Am I working hard enough to rescue souls? Not sure.
This week I watched The World Trade Center for the second time.
I cried. Again.
This movie is based on the real life events of Will Jimeno and John McLoughlin, two Port Authority of New York and New Jersey police who were two of the only 20 people rescued alive from the September 11 attack on the World Trade Center. Will Jimeno and John McLoughlin were rescues 18 and 19.
I cried because of the horrific day it was for America.
But quite honestly, I also cried as a Christian.
Whenever I watch rescue movies, I invariably reminded that salvation is a rescue and God has called me to be a first responder of peoples’ souls.
For he has rescued us from the dominion of darkness and brought us into the kingdom of the Son he loves… Colossians 1:13
When I watch first responders running into burning, collapsing towers knowing they may not go home to their families that night, I wonder.
What level of risk I am willing to take as a Christian for someone’s soul?
How dirty am I willing to get? How sweaty? How tired are we willing to become? How strenuously am I willing to work? How much am I willing to risk? Responders that day dug through rubble in the dark to seek people out, to listen carefully for any cry for help or the weakest of tapes. Each left the comfort of their home and families they loved to enter danger and the unknown.
What can be said of me?
Certain scenes hang in my head now two days later:
- A scene where a first responder knows he is risking his life to enter the rubble in order to pull a guy out. He tells his partner to make sure his wife and kids love him in case something happens, the he goes in.

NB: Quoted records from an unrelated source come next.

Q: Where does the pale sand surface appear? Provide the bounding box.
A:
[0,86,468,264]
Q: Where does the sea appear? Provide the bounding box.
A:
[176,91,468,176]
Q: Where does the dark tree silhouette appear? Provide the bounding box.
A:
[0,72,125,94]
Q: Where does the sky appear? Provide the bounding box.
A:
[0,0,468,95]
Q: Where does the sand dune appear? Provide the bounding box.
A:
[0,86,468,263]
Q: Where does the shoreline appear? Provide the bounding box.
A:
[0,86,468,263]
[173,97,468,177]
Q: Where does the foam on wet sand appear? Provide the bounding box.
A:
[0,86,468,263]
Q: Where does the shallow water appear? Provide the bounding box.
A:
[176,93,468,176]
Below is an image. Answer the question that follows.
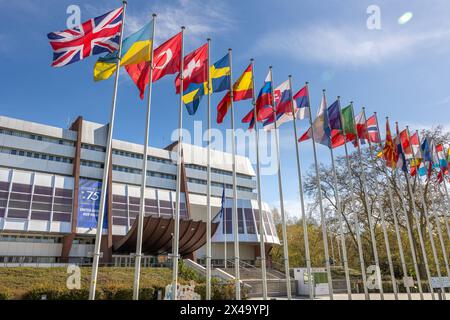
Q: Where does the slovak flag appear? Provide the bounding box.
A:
[242,72,273,129]
[264,80,295,131]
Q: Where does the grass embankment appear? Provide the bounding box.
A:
[0,267,174,299]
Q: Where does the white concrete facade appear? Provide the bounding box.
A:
[0,116,279,263]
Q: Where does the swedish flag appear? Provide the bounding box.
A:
[183,54,230,115]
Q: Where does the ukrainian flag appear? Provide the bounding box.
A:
[94,21,153,81]
[183,54,230,115]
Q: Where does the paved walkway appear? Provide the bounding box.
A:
[250,293,444,300]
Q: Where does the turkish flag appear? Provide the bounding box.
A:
[125,32,182,99]
[175,43,208,94]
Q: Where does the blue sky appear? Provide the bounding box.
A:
[0,0,450,216]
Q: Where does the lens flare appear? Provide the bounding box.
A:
[398,12,413,24]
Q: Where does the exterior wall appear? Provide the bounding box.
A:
[0,116,279,259]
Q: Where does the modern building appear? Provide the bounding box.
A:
[0,116,279,265]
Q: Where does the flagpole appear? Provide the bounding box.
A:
[172,26,187,300]
[395,122,435,300]
[344,134,370,300]
[228,49,241,300]
[428,142,450,297]
[133,14,156,300]
[344,102,370,300]
[250,59,268,300]
[269,66,292,300]
[351,103,384,300]
[328,97,352,300]
[306,88,334,300]
[288,75,314,300]
[370,113,414,300]
[206,38,212,300]
[357,107,398,300]
[406,126,448,300]
[430,140,450,240]
[89,1,127,300]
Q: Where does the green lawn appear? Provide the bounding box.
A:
[0,267,175,299]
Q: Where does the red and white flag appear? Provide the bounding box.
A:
[125,32,182,99]
[175,43,208,94]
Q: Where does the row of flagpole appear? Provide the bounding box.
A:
[54,1,450,299]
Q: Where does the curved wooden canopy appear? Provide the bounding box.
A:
[113,216,219,256]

- A scene where one trapped man begs his rescuer to cut off his leg because the rescuer will be able to get to his trapped buddy a bit faster. I cried wondering if I risk life and limb for those trapped in darkness sitting 20 feet from me.

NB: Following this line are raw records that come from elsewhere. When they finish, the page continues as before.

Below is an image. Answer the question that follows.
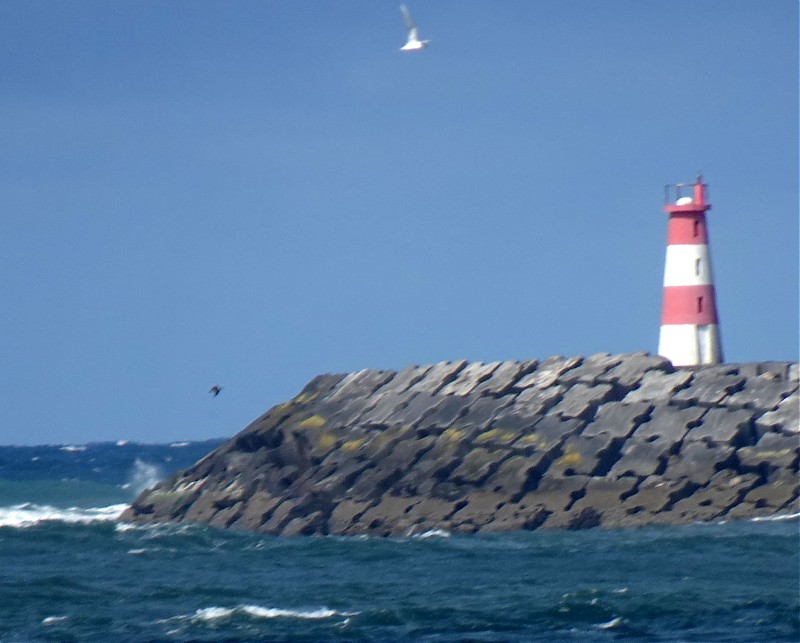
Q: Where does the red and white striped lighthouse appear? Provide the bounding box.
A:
[658,176,722,366]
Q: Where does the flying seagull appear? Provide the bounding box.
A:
[400,4,430,51]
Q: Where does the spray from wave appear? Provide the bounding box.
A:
[0,502,128,528]
[122,458,164,495]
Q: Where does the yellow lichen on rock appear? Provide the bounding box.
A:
[475,429,516,442]
[553,447,583,467]
[442,426,464,442]
[342,438,367,451]
[317,433,336,451]
[297,415,325,429]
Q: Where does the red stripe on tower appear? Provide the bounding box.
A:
[658,177,722,366]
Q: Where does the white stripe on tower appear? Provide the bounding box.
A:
[658,177,722,366]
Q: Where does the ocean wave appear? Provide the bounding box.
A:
[122,458,164,495]
[753,512,800,522]
[412,529,450,539]
[161,605,359,622]
[0,502,129,528]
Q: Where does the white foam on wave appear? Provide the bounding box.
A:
[414,529,450,538]
[595,616,622,630]
[122,458,164,495]
[168,605,358,622]
[753,512,800,522]
[42,616,67,625]
[0,502,129,528]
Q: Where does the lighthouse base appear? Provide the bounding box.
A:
[658,324,722,366]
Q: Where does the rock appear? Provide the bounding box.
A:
[121,353,800,536]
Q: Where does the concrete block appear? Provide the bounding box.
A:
[632,406,706,443]
[549,383,613,420]
[664,440,734,485]
[409,359,469,395]
[472,359,539,397]
[582,402,654,438]
[438,362,500,395]
[598,353,675,391]
[726,375,797,411]
[622,370,693,403]
[559,353,623,386]
[684,407,755,447]
[756,393,800,436]
[514,355,583,389]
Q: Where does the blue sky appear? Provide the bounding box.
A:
[0,0,799,444]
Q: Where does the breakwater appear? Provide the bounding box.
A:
[121,353,800,536]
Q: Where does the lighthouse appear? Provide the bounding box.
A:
[658,175,722,366]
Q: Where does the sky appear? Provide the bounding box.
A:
[0,0,800,444]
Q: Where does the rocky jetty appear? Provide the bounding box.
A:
[121,353,800,536]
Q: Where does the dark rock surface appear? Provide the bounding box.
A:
[122,353,800,536]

- A scene where Dave Karnes in Wilton, Connecticut feels led to put on his Marine Corps uniform and travel to New York City to enter the rubble. No one told him to go. He operated alone. He just went and looked.
Dave Karnes found Will and John.
Not sure how I am doing as a first responder in the kingdom of God when I watch movies like this. I look at how I spend my time, carefully tending to my energy levels, making sure my family is cared for first, making sure my job gets a quality employee. Of course these are God-ordained priorities; but can I really live life on a rescue mission without sacrificing other priorities?
I don’t think so.
Not sure if my boundaries are set a little too comfortably. Can’t remember the last time I was sweating in pleading prayer for the lost or sweating as I helped another person who needed Jesus most of all. I need to meet that new neighbor, but later, when I can fit the visit comfortably into my schedule and go to her home after my new house is all unpacked and I carry fresh cookies on a pretty plate with a nice outfit on, putting my best foot forward for Christ’s sake.
This scenario does not describe ONE of the gallant, heroic, amazing first responders who drove to work on September 11 toward the chaos.
Rescue. Service. Sacrifice.
How are we doing fellow Christ followers?
I think I am doing fine and then I watch these movies about the truth of what life as a first responder is really like. Then I am put in my place, and I am reminded about quotes like this one:
I have but one candle of life to burn, and I would rather burn it out in a land filled with darkness than in a land flooded with light— John Keith Falconer
Picture Explanation: There are first responders in Christian camps all around the world. Thank you to every camp counselor who heads to the mountains to meet kids they don’t know and make gritty decisions to get to develop relationships with whoever lands in their cabin…while sweating in the heat, getting muddy and wet and sacrificing sleep. All for those moments when a camper starts asking questions about God. Counselors, you pass the first responder test. Last week, my son was one of the kids that benefited.